Andererseits gebe es die islamistischen Kämpfer, die den Tod als Weg ins Paradies suchen. Sie versuchen auch bei uns zu rekrutieren, ob übers Internet, ob in den sogenannten sozialen Medien und einige Jugendliche sind ihnen gefolgt. In Deutschland gebe es Rechts- und Linksextreme, man sehe die Bilder eskalierender Gewalt. „Wir brauchen“, so betonte Martin Gerster, „mehr überzeugte Demokraten, die im Alltag hinstehen, die Werte benennen und verteidigen.“Auch ein solches Gedenken sei ein Beitrag in der Gemeinde und darüber hinaus.
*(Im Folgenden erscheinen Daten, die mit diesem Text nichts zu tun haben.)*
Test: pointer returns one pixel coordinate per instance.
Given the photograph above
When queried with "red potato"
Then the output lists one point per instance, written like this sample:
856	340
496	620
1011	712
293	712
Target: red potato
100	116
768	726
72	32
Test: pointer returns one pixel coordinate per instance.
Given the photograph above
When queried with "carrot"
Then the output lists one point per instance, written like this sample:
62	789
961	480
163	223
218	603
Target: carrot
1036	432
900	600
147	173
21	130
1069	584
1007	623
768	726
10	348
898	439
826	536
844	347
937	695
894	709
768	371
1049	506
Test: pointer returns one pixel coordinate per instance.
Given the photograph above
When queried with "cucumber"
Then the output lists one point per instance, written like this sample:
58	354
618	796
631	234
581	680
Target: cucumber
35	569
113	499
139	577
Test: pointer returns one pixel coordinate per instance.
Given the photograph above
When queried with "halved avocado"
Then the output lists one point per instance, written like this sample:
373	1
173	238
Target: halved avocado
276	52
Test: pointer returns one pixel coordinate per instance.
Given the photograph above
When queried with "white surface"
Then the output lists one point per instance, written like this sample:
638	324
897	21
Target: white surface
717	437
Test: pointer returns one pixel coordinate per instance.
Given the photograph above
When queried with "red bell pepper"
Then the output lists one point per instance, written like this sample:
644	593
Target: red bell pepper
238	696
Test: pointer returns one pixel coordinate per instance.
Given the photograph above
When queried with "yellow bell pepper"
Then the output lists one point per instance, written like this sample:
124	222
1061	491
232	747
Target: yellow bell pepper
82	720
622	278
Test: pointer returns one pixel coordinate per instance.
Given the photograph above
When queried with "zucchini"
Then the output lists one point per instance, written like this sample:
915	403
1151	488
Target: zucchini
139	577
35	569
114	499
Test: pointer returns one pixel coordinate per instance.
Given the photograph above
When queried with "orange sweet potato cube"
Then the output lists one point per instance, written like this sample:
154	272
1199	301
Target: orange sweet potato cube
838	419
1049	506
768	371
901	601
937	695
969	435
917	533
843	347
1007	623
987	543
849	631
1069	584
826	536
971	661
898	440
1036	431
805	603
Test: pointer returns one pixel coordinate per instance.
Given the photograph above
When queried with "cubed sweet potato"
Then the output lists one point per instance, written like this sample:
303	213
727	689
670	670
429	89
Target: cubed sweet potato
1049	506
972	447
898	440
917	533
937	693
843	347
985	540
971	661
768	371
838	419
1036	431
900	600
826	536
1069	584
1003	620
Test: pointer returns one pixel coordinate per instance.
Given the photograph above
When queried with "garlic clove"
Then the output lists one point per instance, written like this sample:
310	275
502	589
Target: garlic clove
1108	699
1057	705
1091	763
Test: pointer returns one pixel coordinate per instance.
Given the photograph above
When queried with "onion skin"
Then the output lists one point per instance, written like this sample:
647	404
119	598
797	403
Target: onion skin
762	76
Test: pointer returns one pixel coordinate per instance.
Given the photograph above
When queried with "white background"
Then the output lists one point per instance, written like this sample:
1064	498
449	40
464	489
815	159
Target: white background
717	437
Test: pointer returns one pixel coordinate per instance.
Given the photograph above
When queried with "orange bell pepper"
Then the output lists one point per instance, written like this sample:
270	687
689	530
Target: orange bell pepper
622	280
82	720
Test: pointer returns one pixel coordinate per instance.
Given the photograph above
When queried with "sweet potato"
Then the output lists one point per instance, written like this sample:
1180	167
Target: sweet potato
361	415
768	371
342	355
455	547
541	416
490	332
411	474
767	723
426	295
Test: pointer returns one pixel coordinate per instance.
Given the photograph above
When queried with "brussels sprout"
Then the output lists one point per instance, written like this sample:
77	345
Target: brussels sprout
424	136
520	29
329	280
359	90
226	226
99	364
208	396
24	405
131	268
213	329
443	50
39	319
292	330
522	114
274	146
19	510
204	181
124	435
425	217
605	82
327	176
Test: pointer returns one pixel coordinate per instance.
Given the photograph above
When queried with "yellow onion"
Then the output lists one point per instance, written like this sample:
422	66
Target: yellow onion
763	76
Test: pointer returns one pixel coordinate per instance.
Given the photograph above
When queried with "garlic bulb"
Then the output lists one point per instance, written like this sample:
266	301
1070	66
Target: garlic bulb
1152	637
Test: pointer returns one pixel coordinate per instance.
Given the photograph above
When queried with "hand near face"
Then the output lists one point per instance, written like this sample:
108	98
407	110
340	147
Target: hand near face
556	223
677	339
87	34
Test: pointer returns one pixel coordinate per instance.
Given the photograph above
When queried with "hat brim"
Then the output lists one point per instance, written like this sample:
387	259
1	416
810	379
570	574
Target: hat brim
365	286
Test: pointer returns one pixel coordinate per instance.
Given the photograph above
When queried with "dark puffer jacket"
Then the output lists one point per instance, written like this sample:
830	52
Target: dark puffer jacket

So rief er auf, sich in der Gesellschaft einzubringen, den Kompass für ein Leben in Frieden zu finden.
Ortsvorsteherin Frieda Traub nahm die Fenster der Bussenkirche zum Ausgangspunkt, deren helle Seite nach Süden, die dunklen Farben im Norden. So sei das Leben, zwischen hell und dunkel. Auch wenn heute bei uns das Helle dominiere, die Nachrichten weisen täglich auf das Dunkle hin. Darum sei diese Stunde ein Zeugnis der Dankbarkeit, in Frieden und Freiheit zu leben. Sie dankte allen, die gekommen waren, und allen, die an der Gestaltung beteiligt waren. Sie schloss: „Gedenken – das heißt nicht nur denken und danken, es ist auch Verpflichtung, sich für das Hellmachende einzusetzen, in der Familie, im Ort, im Land, ja für die Welt.“
Pfarrer Albert Menrad erinnerte sich an seinen ersten Besuch oben am Bussen, an die Inschriften der Mahntafeln. Er zitierte den Kirchenlehrer Ambrosius mit „Beginnt bei euch selbst“als Weg zum Frieden und trug das Gebet des heiligen Franziskus vor „O Herr, mach mich zu einem Werkzeug deines Friedens“, bevor er den Anwesenden den Segen gab.
Immer wieder beeindruckend ist das – in Stille – Niederlegen der Blumengebinde an den beiden Monumenten; das eine, das 1924 für die Toten des Ersten Weltkriegs errichtet wurde, das andere, das 1958 für die des Zweiten Weltkriegs gestaltet wurde.